1. A foreign matter removal apparatus for a connector (C) having at least one terminal fitting (6) projecting from a housing (1), comprising:

a setting tool (9) configured for holding the housing (1) and formed with an opening (13) toward which a tip part of the terminal fitting (6) projecting form the connector housing (1) faces when the housing (1) is held;

an injection device (20) including at least one nozzle (21) configured to substantially face the terminal fitting (6) and inject cooled fine particles toward the terminal fitting (6) and/or the housing (1); and

a suction device (16) substantially corresponding with the opening (13) and capable of sucking the fine particles injected from the nozzle (21).

2. The foreign matter removal apparatus of claim 1, wherein the terminal fitting (6) projects from a surface of the connector housing (1) and is bent at an intermediate position, and the nozzle (21) is displaceable along a bending direction of the terminal fitting (6) while the injection device (20) injects the cooled fine particles toward the terminal fitting (6) and/or the connector housing (1).

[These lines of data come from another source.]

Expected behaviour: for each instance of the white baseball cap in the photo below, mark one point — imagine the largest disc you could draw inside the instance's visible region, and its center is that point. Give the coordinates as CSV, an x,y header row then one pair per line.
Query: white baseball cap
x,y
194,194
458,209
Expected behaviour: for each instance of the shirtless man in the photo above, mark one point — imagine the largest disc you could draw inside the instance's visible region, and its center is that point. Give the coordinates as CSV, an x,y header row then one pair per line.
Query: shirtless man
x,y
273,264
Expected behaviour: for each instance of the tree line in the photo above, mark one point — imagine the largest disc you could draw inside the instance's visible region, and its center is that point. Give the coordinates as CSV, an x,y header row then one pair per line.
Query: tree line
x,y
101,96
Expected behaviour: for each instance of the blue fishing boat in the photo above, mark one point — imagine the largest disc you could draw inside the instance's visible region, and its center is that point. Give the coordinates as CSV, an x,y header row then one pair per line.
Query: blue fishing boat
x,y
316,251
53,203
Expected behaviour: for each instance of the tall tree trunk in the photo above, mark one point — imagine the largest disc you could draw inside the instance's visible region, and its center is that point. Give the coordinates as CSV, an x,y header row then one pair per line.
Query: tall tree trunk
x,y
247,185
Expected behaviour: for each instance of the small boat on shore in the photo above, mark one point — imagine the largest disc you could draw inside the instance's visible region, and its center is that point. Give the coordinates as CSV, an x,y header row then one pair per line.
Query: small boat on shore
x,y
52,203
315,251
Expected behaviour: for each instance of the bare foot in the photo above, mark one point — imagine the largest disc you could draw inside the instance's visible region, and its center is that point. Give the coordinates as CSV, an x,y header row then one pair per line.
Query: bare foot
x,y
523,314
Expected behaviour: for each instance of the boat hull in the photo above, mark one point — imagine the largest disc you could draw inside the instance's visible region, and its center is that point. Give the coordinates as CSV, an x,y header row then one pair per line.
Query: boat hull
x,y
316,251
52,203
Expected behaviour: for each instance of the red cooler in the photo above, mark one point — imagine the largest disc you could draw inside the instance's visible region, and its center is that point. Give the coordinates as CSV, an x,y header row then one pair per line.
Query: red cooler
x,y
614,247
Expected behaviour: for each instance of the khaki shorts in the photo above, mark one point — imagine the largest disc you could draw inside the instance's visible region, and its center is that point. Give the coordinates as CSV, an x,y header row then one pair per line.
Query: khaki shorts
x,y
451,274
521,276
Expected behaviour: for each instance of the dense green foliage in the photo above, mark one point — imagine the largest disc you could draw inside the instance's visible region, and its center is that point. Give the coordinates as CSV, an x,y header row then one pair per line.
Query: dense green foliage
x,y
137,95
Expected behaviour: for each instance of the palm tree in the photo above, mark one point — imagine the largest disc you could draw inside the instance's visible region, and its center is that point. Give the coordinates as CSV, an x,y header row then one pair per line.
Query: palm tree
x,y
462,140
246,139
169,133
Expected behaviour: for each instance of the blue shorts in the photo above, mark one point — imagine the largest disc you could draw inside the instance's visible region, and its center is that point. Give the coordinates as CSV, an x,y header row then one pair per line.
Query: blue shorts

3. The foreign matter removal apparatus of claim 1, wherein the nozzle (21) is provided on a movable arm (24) and is configured to be moved while injecting the cooled fine particles toward the terminal fitting (6) and/or the connector housing (1).

4. The foreign matter removal apparatus of claim 1, wherein the connector (C) comprises at least one flange (3; 4) and the setting tool (9) is configured to engage the flange.